Suzanne va mieux ce matin. Cependant, je n’en suis pas émerveillée, je la trouve encore fort fiévreuse… Je crains qu’elle n’ait pincé quelque fièvre typhoïde en allant voir cette pauvre Clémentine. Après cela, je parle de visu et je dois me tromper, je le désire et je l’espère. Mais toi, c’est toi que je voudrais voir bien portant, mon cher adoré, ma vie, mon âme. Soigne-toi bien, dépêche-toi bien vite et je serai bien heureuse.

Juliette

BnF, Mss, NAF 16355, f. 115-116
Transcription de Mylène Attisme assistée de Florence Naugrette

a) « alum ».


4 juin [1844], mardi après-midi, 4 h. ⅟₄

Je ne veux pas que tu t’occupes de moi, mon amour, et que tu te gênes en rien. Je sais bien que tu travailles, mon pauvre adoré, je le sais trop, et je suis une vieille bête de ne pas pouvoir veiller sans m’endormir. Ce soir, je prendrai mon petit sou de café et cela ira très bien, j’en suis sûre. Quant à la crainte que tu as de me voir allumer le sang par cette petite goblotterie, il n’y a aucun danger, et on peut être sûr d’avance que le dit café à un sou la tasse ne peut être que du café très bonasse et nullement dangereux. Je voudrais bien savoir si tu as vu M. Louis et ce qu’il pense de ta gorge et de ton remède [1]. Tu serais bien bon et bien gentil de venir tout de suite en sortant de chez lui me dire ce qu’il pense de ton bobo. Le temps est beaucoup moins féroce aujourd’hui que ces jours derniers ; il faut espérer que cela influera en bien sur ta pauvre petite gorgerette.
Je suis furieuse contre Cocotte, contre Dédé, contre toi, contre toute la nature.
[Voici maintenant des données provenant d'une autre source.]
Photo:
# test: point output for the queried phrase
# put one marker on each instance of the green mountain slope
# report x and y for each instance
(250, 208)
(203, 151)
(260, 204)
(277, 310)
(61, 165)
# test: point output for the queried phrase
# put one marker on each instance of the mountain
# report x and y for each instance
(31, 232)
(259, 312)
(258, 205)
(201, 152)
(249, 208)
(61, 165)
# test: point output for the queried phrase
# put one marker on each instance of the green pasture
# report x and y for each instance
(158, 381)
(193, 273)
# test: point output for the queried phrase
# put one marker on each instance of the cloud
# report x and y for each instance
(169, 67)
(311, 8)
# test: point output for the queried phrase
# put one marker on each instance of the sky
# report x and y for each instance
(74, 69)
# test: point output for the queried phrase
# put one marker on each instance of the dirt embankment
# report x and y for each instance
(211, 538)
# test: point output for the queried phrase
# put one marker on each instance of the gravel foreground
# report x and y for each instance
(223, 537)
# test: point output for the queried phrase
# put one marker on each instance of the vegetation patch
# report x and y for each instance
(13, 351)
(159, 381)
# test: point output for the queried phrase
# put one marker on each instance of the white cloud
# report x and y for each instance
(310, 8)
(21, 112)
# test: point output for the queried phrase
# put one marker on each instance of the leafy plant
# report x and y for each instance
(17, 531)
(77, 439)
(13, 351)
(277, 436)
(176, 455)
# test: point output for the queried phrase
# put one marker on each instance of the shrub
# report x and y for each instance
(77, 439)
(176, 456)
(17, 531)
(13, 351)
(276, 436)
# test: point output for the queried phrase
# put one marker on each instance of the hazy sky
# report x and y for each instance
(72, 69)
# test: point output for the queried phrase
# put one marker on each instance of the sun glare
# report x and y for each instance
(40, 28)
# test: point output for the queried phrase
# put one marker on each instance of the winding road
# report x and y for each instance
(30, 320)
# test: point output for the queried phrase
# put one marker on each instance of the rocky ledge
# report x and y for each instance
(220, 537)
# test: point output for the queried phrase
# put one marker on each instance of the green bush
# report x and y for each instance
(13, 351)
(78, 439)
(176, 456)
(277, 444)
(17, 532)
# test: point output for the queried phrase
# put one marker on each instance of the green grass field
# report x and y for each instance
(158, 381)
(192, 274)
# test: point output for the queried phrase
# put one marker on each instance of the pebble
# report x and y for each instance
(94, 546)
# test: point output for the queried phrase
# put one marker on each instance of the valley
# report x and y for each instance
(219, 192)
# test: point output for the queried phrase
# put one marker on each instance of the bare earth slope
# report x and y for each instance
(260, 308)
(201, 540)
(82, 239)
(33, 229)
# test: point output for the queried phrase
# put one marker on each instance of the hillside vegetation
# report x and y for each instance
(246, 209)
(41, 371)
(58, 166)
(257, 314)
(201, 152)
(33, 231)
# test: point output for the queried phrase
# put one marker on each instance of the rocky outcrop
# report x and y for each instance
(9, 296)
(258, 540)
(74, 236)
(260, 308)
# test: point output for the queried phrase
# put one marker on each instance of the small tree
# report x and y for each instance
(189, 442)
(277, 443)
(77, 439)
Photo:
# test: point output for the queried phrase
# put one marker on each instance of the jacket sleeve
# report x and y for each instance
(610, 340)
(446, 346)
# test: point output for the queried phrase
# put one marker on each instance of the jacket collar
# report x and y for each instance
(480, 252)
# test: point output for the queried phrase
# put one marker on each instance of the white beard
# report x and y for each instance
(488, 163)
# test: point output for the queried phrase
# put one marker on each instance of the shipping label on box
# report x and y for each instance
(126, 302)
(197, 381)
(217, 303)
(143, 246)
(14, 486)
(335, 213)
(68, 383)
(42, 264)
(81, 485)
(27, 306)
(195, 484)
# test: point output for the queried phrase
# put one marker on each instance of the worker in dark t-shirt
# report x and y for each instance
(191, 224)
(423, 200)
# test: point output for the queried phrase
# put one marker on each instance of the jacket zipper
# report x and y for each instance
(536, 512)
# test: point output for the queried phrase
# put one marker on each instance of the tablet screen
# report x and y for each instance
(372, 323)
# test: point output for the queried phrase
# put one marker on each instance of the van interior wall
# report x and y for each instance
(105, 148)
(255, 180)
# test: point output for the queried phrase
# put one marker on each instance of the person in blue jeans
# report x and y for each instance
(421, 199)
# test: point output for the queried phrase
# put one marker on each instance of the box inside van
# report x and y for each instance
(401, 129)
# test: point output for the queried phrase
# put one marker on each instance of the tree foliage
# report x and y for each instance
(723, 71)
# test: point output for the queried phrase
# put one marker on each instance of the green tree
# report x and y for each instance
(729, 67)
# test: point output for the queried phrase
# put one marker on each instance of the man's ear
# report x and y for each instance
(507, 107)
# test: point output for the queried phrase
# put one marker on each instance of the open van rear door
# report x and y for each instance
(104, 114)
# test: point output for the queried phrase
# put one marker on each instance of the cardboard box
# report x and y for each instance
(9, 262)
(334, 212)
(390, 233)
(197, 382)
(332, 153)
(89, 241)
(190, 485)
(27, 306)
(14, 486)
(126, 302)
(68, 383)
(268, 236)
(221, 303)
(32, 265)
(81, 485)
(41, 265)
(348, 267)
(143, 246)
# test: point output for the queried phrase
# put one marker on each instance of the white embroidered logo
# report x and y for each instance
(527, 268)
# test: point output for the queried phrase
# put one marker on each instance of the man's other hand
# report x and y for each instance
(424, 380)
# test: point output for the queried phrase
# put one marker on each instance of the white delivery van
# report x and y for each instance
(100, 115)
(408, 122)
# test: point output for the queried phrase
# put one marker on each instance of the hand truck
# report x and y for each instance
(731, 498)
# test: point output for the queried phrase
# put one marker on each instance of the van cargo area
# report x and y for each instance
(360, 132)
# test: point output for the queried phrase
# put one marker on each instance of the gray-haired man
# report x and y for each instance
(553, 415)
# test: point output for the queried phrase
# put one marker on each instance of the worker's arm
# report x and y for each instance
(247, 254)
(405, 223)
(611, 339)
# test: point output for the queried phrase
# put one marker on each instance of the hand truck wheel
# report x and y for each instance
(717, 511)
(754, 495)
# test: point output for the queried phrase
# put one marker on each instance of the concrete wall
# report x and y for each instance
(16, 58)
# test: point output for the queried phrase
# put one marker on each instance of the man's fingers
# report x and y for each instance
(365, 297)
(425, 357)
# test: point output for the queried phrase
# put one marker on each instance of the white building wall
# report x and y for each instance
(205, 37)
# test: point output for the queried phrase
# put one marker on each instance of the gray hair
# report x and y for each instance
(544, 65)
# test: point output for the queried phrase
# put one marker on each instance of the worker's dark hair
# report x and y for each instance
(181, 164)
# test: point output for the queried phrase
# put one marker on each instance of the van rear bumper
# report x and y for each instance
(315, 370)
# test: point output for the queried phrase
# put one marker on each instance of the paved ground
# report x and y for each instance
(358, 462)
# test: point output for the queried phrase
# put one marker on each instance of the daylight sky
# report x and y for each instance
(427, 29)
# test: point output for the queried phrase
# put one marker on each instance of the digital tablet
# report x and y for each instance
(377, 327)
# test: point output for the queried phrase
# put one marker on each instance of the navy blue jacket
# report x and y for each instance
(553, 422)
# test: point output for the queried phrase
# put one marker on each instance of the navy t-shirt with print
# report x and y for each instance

Comment ! Je vous donne une ravissante petite bête, douce comme un matin, et vous ne savez pas vous en servir, et vous la laissez redevenir sauvage comme un oiseau des MONTAGNES. Vraiment, vous êtes par trop stupides et par trop VILLAGEOIS. Rendez-moi mon mogneau [2] tout de suite puisque vous ne savez pas le gouverner mieux que ça. Taisez-vous, vous êtes tous des bêtes, et Toto, tout le premier.
Baisez-moi malgré cela, fichu scélérat.

Juliette

BnF, Mss, NAF 16355, f. 117-118
Transcription de Mylène Attisme assistée de Florence Naugrette

Notes

[1Juliette doute des vertus de l’alun, qu’elle croit même toxique.

[2Juliette orthographie et prononce souvent « moineau » ainsi.